Boris Ivanovich Tishchenko (1939-2010)
The Twelve (complete ballet) op 25 (1963)
Shostakovich Variarions for orchestra op 143 (2005)
St. Petersburg (Leningrad) Philharmonic Orchestra/Pavel Bubelnikov, Alexander Titov
State Estonian Symphony Orchestra/Peeter Lilje
rec. 1976-2006, Leningrad
NORTHERN FLOWERS NFPMA99149 [56]
The major work here - a ballet lasting 48 minutes - is presented in a composite recording with various conductors and orchestras. The majority of the ballet is played by the St. Petersburg (Leningrad) Philharmonic Orchestra conducted by Pavel Bubelnikov. It’s an earlyish work by Tishchenko, written when he was 26 for Leonid Yakobson (1904-1975). The character and scenario of this work underwent changes between composer and choreographer but to us it’s the music that matters.
Blok’s poetry was set by Shostakovich, Weinberg, Salmanov, Arthur Lourié and Georgy Sviridov. The poem "The Twelve” found its origins in the Revolution. In 1918 we witness the march of twelve Bolshevik soldiers through the snowy streets of revolutionary Petrograd. In the soldiers Blok finds awkward parallels with the Twelve Apostles of Christ.

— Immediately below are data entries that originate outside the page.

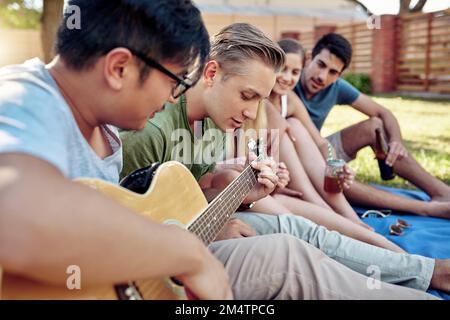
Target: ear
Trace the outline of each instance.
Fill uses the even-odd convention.
[[[121,90],[124,87],[124,79],[136,70],[133,55],[126,48],[116,48],[105,56],[103,74],[107,84],[113,90]]]
[[[203,69],[203,78],[207,86],[212,86],[219,70],[220,66],[216,60],[210,60],[206,63],[205,68]]]

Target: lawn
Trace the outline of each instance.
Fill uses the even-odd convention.
[[[395,114],[410,154],[428,172],[450,184],[450,101],[404,97],[374,97],[374,100]],[[366,118],[351,107],[337,106],[327,118],[322,134],[327,136]],[[351,167],[356,170],[359,181],[414,188],[399,177],[382,181],[370,148],[361,150],[357,159],[351,162]]]

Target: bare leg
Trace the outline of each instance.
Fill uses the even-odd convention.
[[[303,168],[303,164],[298,158],[292,141],[285,135],[280,139],[280,161],[284,162],[289,170],[291,177],[289,188],[301,191],[303,193],[304,200],[314,203],[322,208],[331,210],[328,203],[320,196],[319,193],[317,193],[316,188]],[[319,170],[320,169],[321,168],[319,168]]]
[[[339,214],[356,222],[358,224],[364,224],[348,203],[347,199],[342,193],[330,193],[324,190],[324,173],[325,173],[325,160],[322,154],[314,143],[308,131],[304,128],[303,124],[295,119],[288,120],[291,125],[291,134],[295,137],[295,147],[290,139],[284,139],[281,143],[280,157],[283,159],[285,155],[292,155],[297,153],[301,164],[304,166],[308,177],[311,179],[317,192],[320,196]],[[291,168],[288,166],[288,168]],[[292,171],[296,171],[297,165],[293,164]],[[292,174],[292,179],[299,179],[295,174]],[[365,225],[365,224],[364,224]]]
[[[367,230],[331,210],[324,209],[300,199],[284,195],[275,195],[274,197],[269,196],[257,201],[251,211],[268,214],[296,214],[309,219],[318,225],[322,225],[329,230],[337,231],[353,239],[394,252],[405,252],[382,235]]]
[[[375,146],[375,129],[382,127],[383,122],[374,117],[343,129],[342,144],[345,153],[354,158],[362,148],[366,146],[373,148]],[[433,200],[450,201],[450,186],[426,172],[411,155],[397,160],[394,171],[400,177],[425,191]]]
[[[345,190],[345,196],[354,205],[450,218],[450,202],[408,199],[359,182],[355,182],[349,190]]]

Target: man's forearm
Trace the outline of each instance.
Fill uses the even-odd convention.
[[[41,174],[45,167],[29,166],[0,185],[6,271],[64,284],[67,267],[78,265],[82,284],[92,284],[176,276],[198,267],[206,248],[187,231],[153,223],[88,187]],[[0,162],[0,169],[7,167]]]

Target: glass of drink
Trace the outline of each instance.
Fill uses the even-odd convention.
[[[345,161],[342,159],[327,160],[323,189],[330,193],[342,192],[339,174],[343,171]]]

It’s written in a resolutely and unrepentantly tangy style and is heard here in nine tracks some of which include multiple panels. ‘Black Night, White Snow’ is depicted as if the work of Manichaean furies. There’s a touch here of Vaughan Williams’ Fourth and Mennin’s Third Symphony. This loses impetus in ‘Wind swirls and clean white snow’ with dreamily intoned woodwind. It doesn’t last. Soon they bubble and caper like miscreant devils. Raspberries are blurted and disillusion and cheek remain, punctuated by the occasional Stravinskian ‘chirrup’. ‘The reckless driver’ movement seems to depict a squelchy then swaggering off-key brass march with big boots tramping. There’s even an accordion in the mix. Over the next few movements disillusion surfaces with Prokofiev-like fanfares. The harp puts in a gentle appearance. A movement that terms itself ‘Boredom most boring, deadly’ has landmarks in the shape of a theme with rocking horns, sour, sharp and dissolute clarinet notes. There is momentary contentment there. Chaffing woodwind grump and yawp with pecking brass. Great tectonic plates seem to heave and grind. The next track (8) refers to ‘The bourgeois standing at the crossroads’ and then the blizzard gains in fury and corvids caw in an empty victory. This is music of great character, hewn from obstinate material. The last panel refers to itself as ‘wrapped in wild snow and ahead of them (the Bolshevik Twelve) goes Jesus Christ’. This forms a gentle and meditatively tense finale with an organ pedal note that delivers a most uncharacteristically smooth ending.
The nine-minute Variations on Three Themes by Shostakovich was written thirty years after the elder composer’s death (forty years after the ballet) and is heard here in a single track. The music sinuously unwinds, bereft of violence. In its stead there’s a gentle but determined twisting of the tension. This rises to a sour benediction from the trumpet and sonnets of raw nobility from the brass. There is an earnest hymnal element certainly but you can forget about any shade of Soviet festivities.
The two works are supported by an uncredited liner-note which, in unshowy fashion, underpins these two works from opposite ends of Tishchenko’s career.
Northern Flowers, as a label, has been a diligent angel to Tishchenko’s legacy. In this disc its work continues … to the enrichment of our aural horizons.